The Oxford English Dictionary defines “curiologic” (adjective) as pertaining to a “form of hieroglyphic writing in which objects are represented by pictures, not symbolic characters.” How do we draw a distinction between picture and symbol—literal and metaphoric expression? Rather than falling on one side or the other, Lambert proposes a language that allows for these registers to coexist: definite pictures whose content is tied to their physical form—direct, immediate, literal; yet rife with metaphorical possibility.

Her painting “Lean In” (2013) presents a cluster of elements leaning into the bottom left corner of a rectangular frame. Its edges are emphasized with a fringe of three-dimensional wooden triangles, or detached “corners.” They stand upright on the surface, so that while their geometry is evident from the side, one’s frontal view is more akin to seeing the top of a fence or a jagged mountain range from above; though any threatening aspect is diminished by palette: pinks and lavenders with an occasional pale blue or green, all somewhere between neon and pastel. The leaning elements are diverse in size, shape, color and texture, and they struggle to form a coherent mass, like a motley crew of people, luggage, strollers, and bicycles pushing into a crowded subway car. The lean itself is into a corner, with one very tall acute triangle extending up beyond the frame. While the title is cleverly lifted from Sheryl Sandberg’s recent book on leadership strategies for women, it’s unclear whether these forms are leaning in or leaning out. There’s an urgency for them to coexist in a confined space, but their heterogeneity prevents them from making the most efficient use of it—like puzzle pieces that don’t fit.

Emily Noelle Lambert, "Kite Rib Space," 2010. Acrylic on canvas and linen with wood, 80" × 68". Photo: Etienne Frossard. Courtesy of Lu Magnus.

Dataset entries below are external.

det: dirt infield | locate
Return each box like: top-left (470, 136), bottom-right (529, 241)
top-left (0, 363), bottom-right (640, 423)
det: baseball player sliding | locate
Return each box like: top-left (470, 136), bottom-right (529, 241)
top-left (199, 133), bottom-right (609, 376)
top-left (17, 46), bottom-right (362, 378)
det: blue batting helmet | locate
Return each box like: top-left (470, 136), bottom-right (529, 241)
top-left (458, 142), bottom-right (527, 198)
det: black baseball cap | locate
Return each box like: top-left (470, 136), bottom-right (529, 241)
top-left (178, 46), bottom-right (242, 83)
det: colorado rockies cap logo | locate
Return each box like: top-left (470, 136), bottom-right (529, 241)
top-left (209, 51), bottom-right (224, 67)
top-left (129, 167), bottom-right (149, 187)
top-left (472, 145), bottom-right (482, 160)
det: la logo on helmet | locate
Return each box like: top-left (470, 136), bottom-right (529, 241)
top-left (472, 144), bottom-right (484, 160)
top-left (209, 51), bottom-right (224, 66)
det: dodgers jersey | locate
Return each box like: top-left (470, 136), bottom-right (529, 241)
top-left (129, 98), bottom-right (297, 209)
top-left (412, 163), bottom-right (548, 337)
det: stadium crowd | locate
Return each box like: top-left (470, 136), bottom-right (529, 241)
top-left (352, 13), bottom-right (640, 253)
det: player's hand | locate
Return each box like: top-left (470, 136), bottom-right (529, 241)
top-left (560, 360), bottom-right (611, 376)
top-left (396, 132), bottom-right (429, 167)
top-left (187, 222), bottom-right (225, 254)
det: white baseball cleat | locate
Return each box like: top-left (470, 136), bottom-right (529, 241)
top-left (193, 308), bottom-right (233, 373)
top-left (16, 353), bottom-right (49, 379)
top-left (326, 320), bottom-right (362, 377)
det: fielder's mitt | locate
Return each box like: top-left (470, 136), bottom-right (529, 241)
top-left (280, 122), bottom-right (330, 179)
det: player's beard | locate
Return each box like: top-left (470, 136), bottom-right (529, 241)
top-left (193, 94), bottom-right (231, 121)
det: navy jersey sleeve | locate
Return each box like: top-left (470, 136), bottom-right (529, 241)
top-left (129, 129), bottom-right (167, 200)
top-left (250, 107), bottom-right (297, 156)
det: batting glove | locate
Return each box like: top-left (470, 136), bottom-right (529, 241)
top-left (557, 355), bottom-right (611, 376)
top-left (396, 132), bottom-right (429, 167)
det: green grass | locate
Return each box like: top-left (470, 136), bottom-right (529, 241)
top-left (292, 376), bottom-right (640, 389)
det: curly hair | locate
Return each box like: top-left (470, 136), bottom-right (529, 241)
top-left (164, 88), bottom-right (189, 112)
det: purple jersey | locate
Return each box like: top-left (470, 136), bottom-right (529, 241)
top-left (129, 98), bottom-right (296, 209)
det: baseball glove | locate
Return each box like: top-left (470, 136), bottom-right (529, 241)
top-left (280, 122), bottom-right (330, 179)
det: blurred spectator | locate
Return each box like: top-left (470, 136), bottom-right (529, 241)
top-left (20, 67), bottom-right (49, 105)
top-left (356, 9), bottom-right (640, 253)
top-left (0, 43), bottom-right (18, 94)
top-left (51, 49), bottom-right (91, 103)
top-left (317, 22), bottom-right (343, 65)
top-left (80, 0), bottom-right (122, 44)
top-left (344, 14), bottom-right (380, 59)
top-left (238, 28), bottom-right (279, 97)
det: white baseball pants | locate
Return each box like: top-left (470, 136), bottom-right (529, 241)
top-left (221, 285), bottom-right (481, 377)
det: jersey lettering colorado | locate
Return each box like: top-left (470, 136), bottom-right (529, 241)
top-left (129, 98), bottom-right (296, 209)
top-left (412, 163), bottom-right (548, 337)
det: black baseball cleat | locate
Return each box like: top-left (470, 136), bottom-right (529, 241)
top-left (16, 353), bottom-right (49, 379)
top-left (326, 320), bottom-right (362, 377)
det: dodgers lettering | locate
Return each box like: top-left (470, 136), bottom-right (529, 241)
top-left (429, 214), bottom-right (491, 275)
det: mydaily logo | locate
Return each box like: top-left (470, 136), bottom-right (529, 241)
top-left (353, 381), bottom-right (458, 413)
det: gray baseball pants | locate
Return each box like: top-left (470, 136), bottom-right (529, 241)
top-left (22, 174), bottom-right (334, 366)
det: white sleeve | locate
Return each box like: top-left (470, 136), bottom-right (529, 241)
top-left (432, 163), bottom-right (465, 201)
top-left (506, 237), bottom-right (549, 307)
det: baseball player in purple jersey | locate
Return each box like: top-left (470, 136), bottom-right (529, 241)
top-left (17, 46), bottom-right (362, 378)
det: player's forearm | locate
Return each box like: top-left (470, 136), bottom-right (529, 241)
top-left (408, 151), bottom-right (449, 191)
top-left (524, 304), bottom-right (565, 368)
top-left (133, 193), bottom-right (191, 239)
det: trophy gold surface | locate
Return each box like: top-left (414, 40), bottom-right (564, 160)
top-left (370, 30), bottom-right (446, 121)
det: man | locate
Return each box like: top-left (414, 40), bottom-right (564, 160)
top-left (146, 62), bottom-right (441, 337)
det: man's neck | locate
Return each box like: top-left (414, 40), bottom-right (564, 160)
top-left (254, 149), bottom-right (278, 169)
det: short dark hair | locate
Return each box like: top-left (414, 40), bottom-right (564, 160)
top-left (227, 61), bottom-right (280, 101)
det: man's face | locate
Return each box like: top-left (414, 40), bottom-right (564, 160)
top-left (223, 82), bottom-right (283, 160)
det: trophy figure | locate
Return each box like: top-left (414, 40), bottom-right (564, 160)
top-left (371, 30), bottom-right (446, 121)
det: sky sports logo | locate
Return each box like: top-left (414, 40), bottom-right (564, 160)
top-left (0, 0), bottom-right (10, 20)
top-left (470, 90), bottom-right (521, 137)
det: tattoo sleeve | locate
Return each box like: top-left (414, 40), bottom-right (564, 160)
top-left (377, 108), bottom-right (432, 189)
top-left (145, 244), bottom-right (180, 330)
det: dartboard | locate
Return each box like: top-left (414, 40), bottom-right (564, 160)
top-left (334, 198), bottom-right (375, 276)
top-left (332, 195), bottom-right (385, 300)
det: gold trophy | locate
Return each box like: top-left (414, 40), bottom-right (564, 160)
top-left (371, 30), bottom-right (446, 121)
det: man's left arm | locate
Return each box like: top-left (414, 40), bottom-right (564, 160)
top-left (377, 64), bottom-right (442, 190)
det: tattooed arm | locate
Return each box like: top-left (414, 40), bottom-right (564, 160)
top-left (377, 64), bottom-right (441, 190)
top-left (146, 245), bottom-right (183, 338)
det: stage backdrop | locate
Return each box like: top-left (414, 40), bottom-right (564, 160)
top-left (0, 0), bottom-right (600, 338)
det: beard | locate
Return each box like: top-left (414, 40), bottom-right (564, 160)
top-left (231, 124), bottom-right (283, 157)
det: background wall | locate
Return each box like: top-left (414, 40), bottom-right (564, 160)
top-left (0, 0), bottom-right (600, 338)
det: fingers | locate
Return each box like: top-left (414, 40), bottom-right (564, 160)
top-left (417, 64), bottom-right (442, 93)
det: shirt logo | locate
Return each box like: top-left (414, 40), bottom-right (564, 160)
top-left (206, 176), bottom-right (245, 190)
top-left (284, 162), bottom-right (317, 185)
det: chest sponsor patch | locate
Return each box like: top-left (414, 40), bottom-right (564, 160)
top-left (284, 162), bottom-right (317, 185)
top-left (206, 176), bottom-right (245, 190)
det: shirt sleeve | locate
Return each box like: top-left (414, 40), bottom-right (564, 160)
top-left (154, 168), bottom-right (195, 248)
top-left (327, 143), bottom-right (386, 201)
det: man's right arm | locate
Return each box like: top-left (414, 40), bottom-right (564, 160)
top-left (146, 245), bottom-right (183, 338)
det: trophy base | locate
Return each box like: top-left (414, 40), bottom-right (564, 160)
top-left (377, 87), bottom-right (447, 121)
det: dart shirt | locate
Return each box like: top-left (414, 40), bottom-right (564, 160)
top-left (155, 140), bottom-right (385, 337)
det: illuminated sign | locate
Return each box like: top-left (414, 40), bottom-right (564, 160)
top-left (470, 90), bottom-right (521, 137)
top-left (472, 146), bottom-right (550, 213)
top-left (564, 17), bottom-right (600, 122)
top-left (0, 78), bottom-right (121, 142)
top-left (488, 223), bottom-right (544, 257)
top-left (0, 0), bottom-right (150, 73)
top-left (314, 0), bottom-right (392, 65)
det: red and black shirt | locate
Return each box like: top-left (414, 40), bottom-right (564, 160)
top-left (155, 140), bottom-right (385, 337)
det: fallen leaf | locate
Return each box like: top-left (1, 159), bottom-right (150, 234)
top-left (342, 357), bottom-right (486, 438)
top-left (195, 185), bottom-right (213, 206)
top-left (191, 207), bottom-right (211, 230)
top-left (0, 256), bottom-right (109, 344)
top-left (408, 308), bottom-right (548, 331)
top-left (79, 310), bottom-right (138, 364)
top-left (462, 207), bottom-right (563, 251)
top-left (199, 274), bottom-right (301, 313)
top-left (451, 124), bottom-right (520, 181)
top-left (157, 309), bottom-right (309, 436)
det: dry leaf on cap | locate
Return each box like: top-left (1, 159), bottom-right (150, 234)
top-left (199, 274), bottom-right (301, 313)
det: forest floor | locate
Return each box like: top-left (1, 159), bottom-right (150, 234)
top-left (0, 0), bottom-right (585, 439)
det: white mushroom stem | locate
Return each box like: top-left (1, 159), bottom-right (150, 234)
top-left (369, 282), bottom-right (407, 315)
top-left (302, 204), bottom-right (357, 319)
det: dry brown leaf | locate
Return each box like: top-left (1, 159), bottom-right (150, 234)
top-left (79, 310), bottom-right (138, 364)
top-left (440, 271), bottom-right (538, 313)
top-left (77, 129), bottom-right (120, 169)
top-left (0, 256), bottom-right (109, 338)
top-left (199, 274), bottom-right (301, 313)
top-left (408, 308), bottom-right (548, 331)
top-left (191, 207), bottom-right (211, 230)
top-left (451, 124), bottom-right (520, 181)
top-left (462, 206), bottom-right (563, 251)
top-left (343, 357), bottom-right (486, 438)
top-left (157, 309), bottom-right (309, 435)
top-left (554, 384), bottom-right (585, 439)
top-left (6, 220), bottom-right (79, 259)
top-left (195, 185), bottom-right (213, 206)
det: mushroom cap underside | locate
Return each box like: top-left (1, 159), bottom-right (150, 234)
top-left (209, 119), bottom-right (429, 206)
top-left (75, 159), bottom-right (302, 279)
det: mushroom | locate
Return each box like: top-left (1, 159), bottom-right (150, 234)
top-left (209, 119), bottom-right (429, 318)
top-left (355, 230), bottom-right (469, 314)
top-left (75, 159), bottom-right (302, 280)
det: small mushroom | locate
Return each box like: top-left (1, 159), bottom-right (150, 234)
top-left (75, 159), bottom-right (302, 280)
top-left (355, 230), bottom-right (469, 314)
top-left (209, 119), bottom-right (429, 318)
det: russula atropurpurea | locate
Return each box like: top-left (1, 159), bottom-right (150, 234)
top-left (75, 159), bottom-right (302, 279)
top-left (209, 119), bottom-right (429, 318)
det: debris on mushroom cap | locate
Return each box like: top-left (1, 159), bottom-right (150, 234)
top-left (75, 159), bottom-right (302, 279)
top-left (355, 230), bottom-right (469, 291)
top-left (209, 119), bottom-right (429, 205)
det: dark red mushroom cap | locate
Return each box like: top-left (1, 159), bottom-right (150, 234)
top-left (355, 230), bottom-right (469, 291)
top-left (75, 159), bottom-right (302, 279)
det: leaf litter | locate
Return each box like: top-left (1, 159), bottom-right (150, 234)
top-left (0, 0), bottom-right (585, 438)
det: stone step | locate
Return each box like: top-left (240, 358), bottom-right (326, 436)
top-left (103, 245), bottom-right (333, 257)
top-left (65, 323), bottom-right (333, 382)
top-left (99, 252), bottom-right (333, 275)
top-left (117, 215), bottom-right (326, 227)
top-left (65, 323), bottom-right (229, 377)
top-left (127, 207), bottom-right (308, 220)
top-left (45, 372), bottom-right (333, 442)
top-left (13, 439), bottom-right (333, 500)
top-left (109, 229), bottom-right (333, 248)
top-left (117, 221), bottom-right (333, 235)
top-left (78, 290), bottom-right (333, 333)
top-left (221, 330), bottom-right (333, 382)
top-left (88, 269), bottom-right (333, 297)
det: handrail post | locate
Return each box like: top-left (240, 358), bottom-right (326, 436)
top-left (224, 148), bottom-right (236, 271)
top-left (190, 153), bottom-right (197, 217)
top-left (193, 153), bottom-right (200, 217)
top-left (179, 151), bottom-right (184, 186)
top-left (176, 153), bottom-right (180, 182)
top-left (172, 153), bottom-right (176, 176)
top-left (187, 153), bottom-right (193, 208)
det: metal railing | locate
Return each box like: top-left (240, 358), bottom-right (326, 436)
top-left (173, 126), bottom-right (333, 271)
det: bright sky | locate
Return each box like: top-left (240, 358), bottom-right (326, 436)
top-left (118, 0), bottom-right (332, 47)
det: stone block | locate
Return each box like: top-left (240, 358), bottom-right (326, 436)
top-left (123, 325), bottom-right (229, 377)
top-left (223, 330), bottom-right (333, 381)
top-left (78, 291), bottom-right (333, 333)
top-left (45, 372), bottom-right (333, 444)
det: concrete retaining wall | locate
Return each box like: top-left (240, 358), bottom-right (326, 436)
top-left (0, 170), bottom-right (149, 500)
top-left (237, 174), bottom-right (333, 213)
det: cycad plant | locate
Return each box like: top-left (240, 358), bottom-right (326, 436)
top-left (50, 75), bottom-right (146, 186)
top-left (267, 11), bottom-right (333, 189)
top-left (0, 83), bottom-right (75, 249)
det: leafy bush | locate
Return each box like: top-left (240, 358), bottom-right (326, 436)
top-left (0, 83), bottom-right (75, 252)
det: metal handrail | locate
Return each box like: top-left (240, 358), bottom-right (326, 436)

Transcending the frame’s limits is a common motif for Lambert. “Kite Rib Space” (2010), is a rectangle with a black-painted diamond inside it. At the top, one of her signature wooden triangles completes the shape by extending it beyond the frame. This gesture becomes a playful rejoinder to Mondrian’s black gridlines that stop just short of the edge. Both Mondrian and Lambert call attention to the heavily-patrolled border between a painting and the world around it. If we recall Rosalind Krauss on centrifugal and centripetal logic in grid-making (or art-making in general), Lambert insists on the centrifugal—drawing attention outwards towards the world at large. And if, as Krauss points out, Mondrian’s abbreviated lines direct us back inside the frame, his diamond-shaped canvases of severed rectangular grids do just the opposite. Lambert inverts this gesture with “Kite Rib Space,” where the diamond sits within and beyond the rectangle, and offers a diamond-shaped canvas of her own (“Grind Whirl Stream” 2014) where vague traces of the grid give way to fluid curves and veils of color.

If we separate the term curiologic, we get Curio Logic, which points away from linguistics and towards the cabinet of curiosities: a collection of objects with no necessary commonality aside from intrinsically wondrous form. In his provocatively titled essay “Formalism,” Dave Hickey calls for greater attention to the “tangible patterns” by which all human information travels. It is this “logic of sensation” (Deleuze, via Hickey)—not source or content—that determines the cabinet of curiosities, and, I suspect, much of Lambert’s process as an artist. So when I step into her world and feel “an instantaneous sense of alien, patterned complexity,” maybe we’re both on the right track.